Apple Intelligence is coming to China. Alibaba has forged ahead, releasing its new Qwen3 AI models built for Apple’s MLX system. Reuters caught the story first. With this, Apple’s smart features will land in Chinese hands for the first time. iOS 18.4 brought the language. Now, finally, comes the mind.
Why China Requires Local AI Models
Back in February, Bloomberg laid it out. Apple made a deal. The Chinese government said: if you want to run AI here, you use our models. Apple nodded. That’s how it works in China. This only counts for devices bought within the borders. If your iPhone came from outside, it keeps the original Apple Intelligence. No swap, no filter.
Alibaba and Baidu to Power China’s Version of Apple Intelligence
Now that the tech is landing, Alibaba will watch what it says. The government wants it clean and proper. No trouble. No wild ideas. Censorship is part of the deal. For the rest — the images, the search — Baidu steps in. They’ll take the wheel on those. Apple lets them. It’s the only way in.
Apple Intelligence runs on three kinds of AI now. The core work — the models on the device — stays with Apple. But in China, Alibaba adds a layer. It watches the words. Cuts out what the government won’t allow. The server work shifts to GBCD, Apple’s iCloud partner in China. Visual Intelligence? That’s Baidu’s job.
China Rollout Timeline
No one knows the day Apple Intelligence will go live in China. Could be with iOS 18.6. That’s set to drop in about a month. Testing just kicked off, right alongside the iOS 26 beta. Not much new is expected in 18.6, but the AI rollout could be the big one.

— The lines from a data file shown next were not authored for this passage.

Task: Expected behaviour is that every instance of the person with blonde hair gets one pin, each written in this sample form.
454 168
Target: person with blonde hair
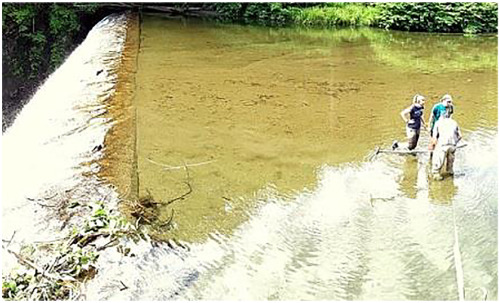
414 119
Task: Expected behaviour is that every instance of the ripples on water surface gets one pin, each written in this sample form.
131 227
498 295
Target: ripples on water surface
287 208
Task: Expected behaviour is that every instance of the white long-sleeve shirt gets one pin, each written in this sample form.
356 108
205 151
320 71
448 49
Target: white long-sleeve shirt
447 132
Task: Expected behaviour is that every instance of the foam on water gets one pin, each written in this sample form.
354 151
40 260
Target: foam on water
357 236
45 150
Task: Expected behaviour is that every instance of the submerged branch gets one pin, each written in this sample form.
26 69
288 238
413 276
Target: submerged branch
168 167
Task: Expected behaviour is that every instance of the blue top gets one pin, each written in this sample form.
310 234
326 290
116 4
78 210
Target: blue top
438 110
416 113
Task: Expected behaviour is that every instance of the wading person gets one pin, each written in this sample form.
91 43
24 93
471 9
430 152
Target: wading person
414 119
445 105
444 142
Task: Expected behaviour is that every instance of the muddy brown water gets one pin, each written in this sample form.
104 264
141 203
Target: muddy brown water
246 108
275 127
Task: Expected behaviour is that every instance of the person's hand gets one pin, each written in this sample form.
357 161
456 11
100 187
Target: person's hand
431 146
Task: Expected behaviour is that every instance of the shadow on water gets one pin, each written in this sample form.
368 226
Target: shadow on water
442 192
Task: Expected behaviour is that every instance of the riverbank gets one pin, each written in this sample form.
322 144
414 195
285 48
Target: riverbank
58 213
33 47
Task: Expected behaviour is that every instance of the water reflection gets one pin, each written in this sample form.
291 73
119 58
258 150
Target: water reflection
266 107
442 192
408 181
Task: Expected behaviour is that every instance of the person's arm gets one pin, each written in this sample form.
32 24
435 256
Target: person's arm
459 134
431 117
423 122
434 137
405 112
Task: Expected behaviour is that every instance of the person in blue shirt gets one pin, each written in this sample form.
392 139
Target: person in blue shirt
414 119
444 106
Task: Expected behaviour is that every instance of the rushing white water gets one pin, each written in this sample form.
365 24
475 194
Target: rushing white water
368 231
360 235
44 152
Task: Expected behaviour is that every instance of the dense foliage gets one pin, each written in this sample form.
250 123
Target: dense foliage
43 33
457 17
468 17
36 38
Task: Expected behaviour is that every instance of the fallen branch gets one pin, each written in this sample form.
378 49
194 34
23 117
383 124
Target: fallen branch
168 167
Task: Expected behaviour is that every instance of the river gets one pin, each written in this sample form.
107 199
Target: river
273 130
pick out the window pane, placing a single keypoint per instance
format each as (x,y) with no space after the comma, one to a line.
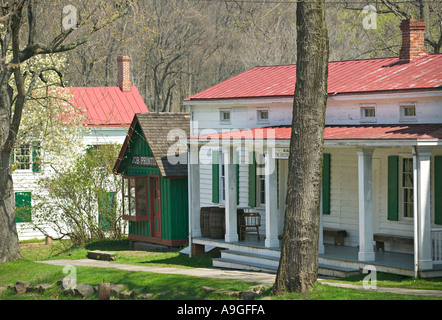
(23,157)
(262,190)
(410,111)
(141,197)
(132,209)
(263,115)
(225,115)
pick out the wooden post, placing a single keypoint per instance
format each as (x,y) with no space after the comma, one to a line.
(48,240)
(104,291)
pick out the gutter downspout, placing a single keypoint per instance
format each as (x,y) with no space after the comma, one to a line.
(415,214)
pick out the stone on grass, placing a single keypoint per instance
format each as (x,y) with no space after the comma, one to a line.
(20,287)
(83,290)
(259,288)
(30,288)
(207,290)
(163,294)
(41,288)
(123,295)
(250,295)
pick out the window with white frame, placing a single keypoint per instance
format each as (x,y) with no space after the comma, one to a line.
(23,156)
(224,116)
(27,156)
(263,115)
(260,180)
(368,113)
(222,179)
(406,188)
(408,112)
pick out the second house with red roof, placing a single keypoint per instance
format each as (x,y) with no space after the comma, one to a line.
(108,113)
(382,170)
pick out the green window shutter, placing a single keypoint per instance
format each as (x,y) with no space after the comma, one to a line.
(36,157)
(252,181)
(326,184)
(393,188)
(438,189)
(215,176)
(23,206)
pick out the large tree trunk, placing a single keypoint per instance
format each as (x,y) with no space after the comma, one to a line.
(298,266)
(9,246)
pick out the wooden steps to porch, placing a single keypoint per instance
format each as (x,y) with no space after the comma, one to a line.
(231,259)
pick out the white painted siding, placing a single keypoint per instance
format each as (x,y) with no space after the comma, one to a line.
(26,180)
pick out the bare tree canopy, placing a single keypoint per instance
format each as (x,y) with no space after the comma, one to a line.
(298,267)
(26,31)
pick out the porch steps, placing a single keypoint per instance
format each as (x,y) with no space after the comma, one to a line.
(231,259)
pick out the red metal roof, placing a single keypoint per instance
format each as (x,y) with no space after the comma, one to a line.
(341,132)
(108,106)
(353,76)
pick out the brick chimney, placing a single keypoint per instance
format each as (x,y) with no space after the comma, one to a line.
(124,73)
(412,40)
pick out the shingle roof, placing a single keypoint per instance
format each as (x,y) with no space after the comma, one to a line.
(155,128)
(353,76)
(108,106)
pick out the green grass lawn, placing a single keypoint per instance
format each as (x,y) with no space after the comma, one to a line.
(177,286)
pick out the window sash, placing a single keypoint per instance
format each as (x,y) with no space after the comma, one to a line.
(406,184)
(23,157)
(135,205)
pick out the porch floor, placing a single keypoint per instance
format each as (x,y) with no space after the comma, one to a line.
(342,256)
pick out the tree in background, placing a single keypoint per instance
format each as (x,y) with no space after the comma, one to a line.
(81,201)
(298,267)
(24,34)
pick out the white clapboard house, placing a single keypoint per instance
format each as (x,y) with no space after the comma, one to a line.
(382,170)
(108,112)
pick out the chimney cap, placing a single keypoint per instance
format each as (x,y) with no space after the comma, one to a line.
(123,58)
(413,40)
(124,81)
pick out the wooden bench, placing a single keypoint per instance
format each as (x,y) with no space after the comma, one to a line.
(337,234)
(381,238)
(100,255)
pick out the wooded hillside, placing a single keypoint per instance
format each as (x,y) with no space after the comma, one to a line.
(180,47)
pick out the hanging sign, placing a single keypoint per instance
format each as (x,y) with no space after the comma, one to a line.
(144,161)
(282,153)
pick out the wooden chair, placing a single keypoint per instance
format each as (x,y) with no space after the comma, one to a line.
(247,221)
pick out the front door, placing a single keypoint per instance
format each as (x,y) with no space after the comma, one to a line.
(155,206)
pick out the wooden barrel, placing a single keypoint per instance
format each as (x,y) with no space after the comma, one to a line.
(204,222)
(217,223)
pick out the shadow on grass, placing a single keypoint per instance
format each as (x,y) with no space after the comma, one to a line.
(113,245)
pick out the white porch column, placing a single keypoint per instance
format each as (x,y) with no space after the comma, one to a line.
(194,192)
(321,249)
(271,200)
(365,179)
(423,159)
(230,195)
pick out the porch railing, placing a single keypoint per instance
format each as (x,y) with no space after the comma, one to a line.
(436,241)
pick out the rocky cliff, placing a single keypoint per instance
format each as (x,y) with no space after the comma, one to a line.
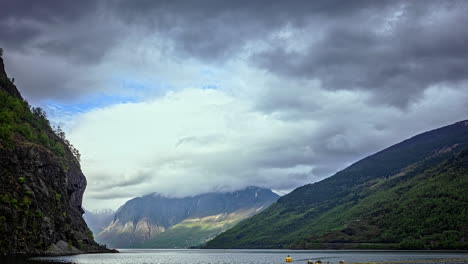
(41,183)
(412,195)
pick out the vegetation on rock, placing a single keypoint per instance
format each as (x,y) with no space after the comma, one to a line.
(409,196)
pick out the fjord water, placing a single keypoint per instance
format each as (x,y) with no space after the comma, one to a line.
(195,256)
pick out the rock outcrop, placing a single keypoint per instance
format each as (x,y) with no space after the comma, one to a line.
(41,183)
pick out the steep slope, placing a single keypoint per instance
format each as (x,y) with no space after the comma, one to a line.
(41,183)
(411,195)
(98,221)
(144,221)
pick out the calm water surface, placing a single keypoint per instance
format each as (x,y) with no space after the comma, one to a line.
(196,256)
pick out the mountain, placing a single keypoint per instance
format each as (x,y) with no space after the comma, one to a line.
(97,221)
(41,183)
(410,195)
(155,221)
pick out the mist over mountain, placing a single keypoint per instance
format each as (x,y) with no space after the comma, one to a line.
(411,195)
(161,222)
(98,220)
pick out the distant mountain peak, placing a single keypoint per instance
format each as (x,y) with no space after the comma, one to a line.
(145,218)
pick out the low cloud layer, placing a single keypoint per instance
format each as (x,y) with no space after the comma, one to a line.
(222,95)
(195,141)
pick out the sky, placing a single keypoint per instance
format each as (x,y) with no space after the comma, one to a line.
(188,97)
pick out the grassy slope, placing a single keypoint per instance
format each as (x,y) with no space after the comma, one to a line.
(196,231)
(410,207)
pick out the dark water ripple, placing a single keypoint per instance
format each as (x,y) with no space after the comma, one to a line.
(251,257)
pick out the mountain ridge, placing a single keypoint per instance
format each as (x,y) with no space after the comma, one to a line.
(299,219)
(141,220)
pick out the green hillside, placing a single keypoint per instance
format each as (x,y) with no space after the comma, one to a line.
(411,195)
(196,231)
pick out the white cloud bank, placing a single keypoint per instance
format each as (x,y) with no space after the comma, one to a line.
(194,141)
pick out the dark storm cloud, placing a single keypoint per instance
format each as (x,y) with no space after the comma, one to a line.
(22,21)
(425,46)
(213,29)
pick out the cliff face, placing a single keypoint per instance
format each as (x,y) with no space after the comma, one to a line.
(42,184)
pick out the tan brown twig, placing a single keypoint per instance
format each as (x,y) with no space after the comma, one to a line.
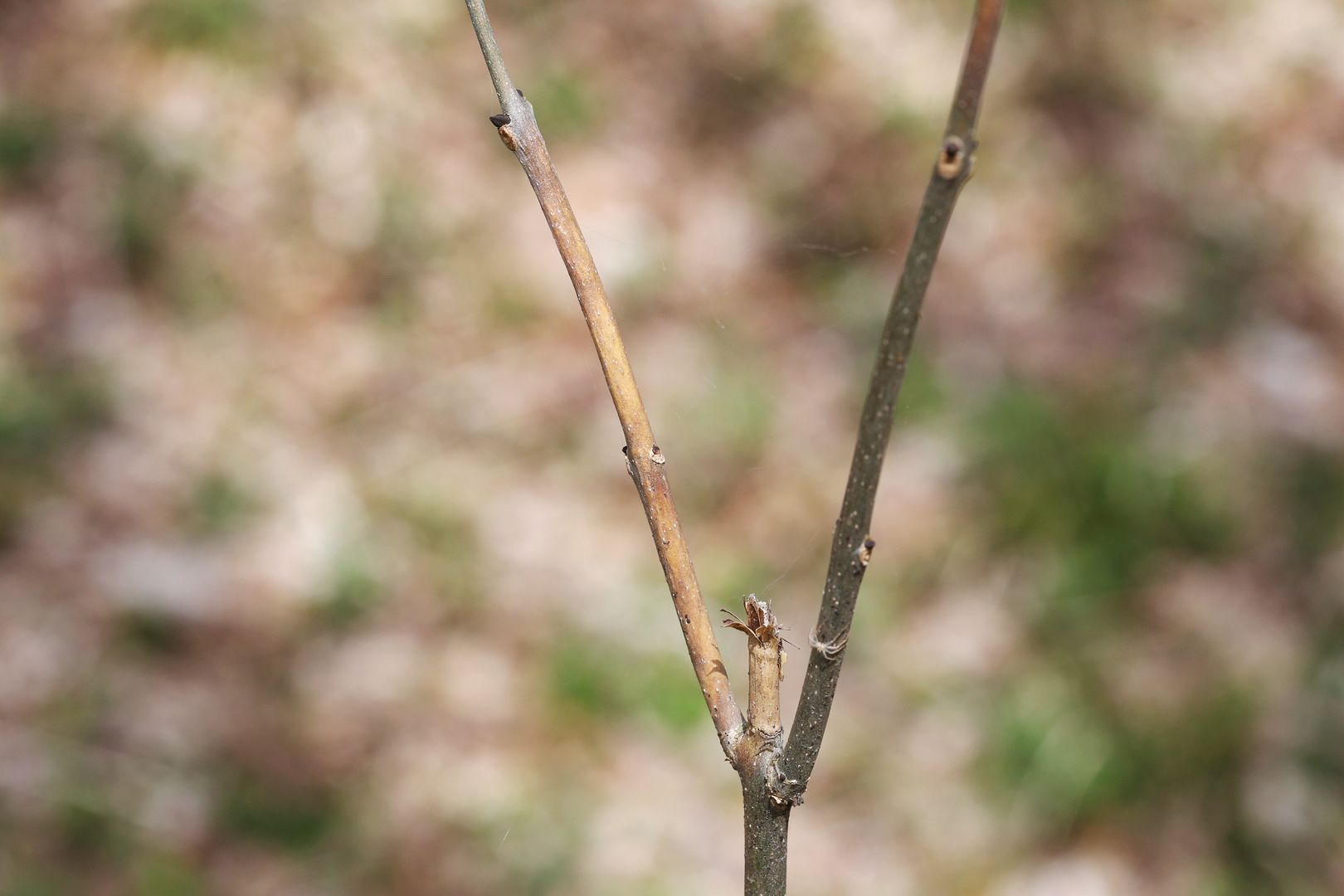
(645,461)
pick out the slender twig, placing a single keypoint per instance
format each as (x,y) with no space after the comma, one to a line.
(852,546)
(644,460)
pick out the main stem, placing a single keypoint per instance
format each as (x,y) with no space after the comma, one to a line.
(644,458)
(765,816)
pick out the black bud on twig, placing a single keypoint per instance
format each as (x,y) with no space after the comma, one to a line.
(952,158)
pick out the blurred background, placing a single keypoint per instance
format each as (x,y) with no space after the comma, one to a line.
(320,571)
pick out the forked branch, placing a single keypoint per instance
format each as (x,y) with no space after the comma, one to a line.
(852,546)
(644,460)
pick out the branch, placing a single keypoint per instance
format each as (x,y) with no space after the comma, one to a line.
(765,816)
(852,547)
(644,460)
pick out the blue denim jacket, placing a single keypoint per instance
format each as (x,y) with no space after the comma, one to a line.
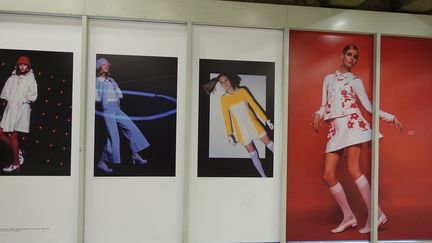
(107,91)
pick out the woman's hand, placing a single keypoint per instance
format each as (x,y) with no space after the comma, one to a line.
(232,140)
(316,122)
(269,124)
(398,125)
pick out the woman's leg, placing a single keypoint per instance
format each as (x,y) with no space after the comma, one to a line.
(4,138)
(362,183)
(329,176)
(268,142)
(137,141)
(14,147)
(255,158)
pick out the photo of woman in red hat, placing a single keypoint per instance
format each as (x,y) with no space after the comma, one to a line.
(19,91)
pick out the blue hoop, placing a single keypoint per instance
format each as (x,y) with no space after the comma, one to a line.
(143,118)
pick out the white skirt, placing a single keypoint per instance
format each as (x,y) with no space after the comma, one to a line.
(348,130)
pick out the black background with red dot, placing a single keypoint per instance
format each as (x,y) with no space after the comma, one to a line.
(47,147)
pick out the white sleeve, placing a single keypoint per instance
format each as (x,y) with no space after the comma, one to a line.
(361,94)
(32,93)
(321,110)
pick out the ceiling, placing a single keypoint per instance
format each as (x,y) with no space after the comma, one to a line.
(400,6)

iOS 26 brings small changes. A few, but they matter.
ChatGPT gets sharper. You can ask it about anything on your screen — a photo, a passage, a name — and it’ll explain.
Visual Intelligence acts like Circle to Search now. You snap a shot — say, a jacket — and it hunts for matches, stores, answers.
Genmoji gets a spark. You can mix it with regular emoji, even throw in some words. A smile with horns. A pizza with wings. Make what you want. That’s the idea.
Final Words
And there you have it: Apple Intelligence is now ready to talk Mandarin, but it will have to have a government translator in its ear. The tech giant has basically said that it will play by the rules set by Beijing, since when you are interested in selling iPhones to 1.4 billion people, you do not question the house rules. It is a very interesting game of international technology and local politics. Apple controls the brain, Alibaba controls the mouth, and Baidu controls the eyes. It can be considered as AI on training wheels, Chinese style. OK, maybe your digital assistant is a little more… polite, than its Western counterpart. It is a question of whether this sanitized taste of artificial intelligence will be palatable to Chinese consumers. There is one thing that is definite, Siri is going to receive a very different education.